Huldigunde looked wishfully at the ripe fruit and cried, "What a pity you cannot pluck me any."
But Otto replied, "Want knows no law," took a cherry in his mouth and offered it to her. The Princess could only put her mouth to his to take the cherry, and when she had the fruit between her lips—and his kiss with it—could not at the moment say, "J'y pense."
And Otto cried, "Good morning, Philippine!" drew his hands from his girdle, and threw them around her her neck.
Graf Arno's Capture.
Arno, the wildest and most powerful robber knight of the Harz, dwelt securely enthroned in his strong Burg, the Arnstein, which lay on the Felsberg like an eagle's nest, from whose strong walls the old eagle flew daily forth for robbery and murder. He and his castle were inaccessible; frequently, when the inhabitants of the neighbourhood had united to storm his nest, he had sent them home with bleeding heads, and each time punished them by making worse disturbance than before.

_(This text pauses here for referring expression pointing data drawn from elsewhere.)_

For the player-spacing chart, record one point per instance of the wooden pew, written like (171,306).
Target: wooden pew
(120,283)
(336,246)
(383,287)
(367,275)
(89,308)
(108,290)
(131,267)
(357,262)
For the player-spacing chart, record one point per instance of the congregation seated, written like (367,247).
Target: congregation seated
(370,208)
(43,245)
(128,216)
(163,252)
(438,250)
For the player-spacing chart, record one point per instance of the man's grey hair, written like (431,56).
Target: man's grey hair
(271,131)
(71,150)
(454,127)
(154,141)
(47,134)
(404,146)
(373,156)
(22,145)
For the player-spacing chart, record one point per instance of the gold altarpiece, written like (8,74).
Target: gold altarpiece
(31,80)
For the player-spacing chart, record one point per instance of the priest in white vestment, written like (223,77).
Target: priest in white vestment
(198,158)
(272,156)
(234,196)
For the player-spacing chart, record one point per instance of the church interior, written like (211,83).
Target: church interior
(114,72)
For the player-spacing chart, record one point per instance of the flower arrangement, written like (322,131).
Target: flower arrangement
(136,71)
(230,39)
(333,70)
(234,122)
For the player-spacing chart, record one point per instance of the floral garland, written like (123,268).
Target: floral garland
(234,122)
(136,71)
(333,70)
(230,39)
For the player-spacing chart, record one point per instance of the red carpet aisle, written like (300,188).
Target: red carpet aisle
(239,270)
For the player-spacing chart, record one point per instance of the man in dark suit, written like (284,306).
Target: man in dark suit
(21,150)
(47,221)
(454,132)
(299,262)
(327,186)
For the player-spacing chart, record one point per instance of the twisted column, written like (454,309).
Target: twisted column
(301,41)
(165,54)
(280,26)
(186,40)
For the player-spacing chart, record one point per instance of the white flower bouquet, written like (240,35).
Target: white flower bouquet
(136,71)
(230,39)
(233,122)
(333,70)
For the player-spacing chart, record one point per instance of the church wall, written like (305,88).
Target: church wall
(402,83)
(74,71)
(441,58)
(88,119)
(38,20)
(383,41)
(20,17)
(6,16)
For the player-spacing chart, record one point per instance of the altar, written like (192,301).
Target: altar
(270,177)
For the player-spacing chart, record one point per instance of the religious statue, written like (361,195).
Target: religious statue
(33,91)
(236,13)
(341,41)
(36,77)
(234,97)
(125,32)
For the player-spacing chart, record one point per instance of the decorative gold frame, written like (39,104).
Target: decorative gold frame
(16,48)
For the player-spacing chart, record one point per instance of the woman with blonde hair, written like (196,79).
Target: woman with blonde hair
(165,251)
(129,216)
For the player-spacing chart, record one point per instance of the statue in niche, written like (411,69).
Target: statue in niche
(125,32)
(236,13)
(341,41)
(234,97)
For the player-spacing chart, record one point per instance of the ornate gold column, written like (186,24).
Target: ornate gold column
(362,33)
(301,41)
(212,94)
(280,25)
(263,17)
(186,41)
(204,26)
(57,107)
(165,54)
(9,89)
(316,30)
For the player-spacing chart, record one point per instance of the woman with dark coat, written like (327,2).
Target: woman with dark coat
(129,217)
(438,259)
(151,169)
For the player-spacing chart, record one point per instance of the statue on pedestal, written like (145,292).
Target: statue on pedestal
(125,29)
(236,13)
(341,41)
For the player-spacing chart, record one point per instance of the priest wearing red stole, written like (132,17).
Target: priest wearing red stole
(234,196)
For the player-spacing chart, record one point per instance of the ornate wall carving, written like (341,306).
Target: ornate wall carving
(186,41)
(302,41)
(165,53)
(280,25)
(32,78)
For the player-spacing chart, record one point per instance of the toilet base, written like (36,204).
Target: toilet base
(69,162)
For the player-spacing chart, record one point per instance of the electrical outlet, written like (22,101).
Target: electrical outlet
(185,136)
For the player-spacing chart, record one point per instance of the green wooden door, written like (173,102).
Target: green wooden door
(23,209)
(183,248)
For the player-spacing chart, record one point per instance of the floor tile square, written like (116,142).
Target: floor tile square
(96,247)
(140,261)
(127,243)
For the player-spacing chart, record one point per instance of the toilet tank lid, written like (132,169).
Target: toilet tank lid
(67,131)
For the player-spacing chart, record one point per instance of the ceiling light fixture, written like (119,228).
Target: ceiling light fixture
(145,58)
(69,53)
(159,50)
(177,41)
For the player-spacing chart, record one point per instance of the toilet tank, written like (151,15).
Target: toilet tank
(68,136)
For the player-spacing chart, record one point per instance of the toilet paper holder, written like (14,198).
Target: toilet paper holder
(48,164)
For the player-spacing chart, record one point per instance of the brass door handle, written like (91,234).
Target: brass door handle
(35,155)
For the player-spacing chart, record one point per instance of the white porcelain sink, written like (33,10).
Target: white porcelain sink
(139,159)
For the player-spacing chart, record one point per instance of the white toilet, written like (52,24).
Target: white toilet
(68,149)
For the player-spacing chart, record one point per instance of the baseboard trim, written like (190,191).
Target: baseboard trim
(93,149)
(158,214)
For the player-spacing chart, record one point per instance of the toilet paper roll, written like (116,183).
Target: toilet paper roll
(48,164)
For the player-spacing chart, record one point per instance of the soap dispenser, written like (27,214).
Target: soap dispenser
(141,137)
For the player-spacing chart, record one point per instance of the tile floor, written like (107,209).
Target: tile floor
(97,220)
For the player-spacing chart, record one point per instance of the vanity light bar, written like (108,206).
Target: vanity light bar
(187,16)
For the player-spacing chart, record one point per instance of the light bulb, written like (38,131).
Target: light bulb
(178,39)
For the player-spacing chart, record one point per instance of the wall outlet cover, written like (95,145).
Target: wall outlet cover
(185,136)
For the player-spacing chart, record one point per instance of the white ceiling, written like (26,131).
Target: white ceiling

The citizens of the near-situated Aschersleben suffered most by these raids; for when in the sweat of the brow they had cultivated their fields, and rejoiced in view of the approaching harvest, Arno would swoop down like a bird of prey, and gather the rich grains and fruits into his barns; and when the wealthy merchants of Magdeburg, Ascherslebeh, and Nordhausen, reckoning how they could make what was worth fifty per cent. bring a hundred, travelled past, he took pity on their problem-solving souls, and relieved their weary brains of the difficult calculations and the burden of sales by carrying off their goods to his castle—sometimes, indeed, the merchants themselves, whose friends redeemed them with heavy sums.
Often he kidnapped maidens, and it was not at all unwelcome to him, as one day, while he lay in vain in wait for booty, a troop of young girls showed itself near the wood where he lay hidden.
It was then, and is still in some Harz villages, the custom on the wedding-day of a youthful pair to lead the bride out upon a mountain or a meadow, where her friends seek to take from her the bridal wreath. Dancing and singing they follow the fleeing bride, who strives to keep her treasure as long as possible, hides behind hedges and underbrush, till at last they rob her of her wreath and carry it in triumph to the bridegroom. It was such a bridal party that issued this day from the gates of Aschersleben, to enjoy the fun after the fashion of their ancestors, for the fairest flower of Askania, Ida, a merchant's daughter, celebrated her wedding.
How her bridal veil and ribbons fluttered and shimmered in the wind and sun, as she in the joy of her heart, light of foot as a fawn, flew over the meadow, pursued by her laughing companions.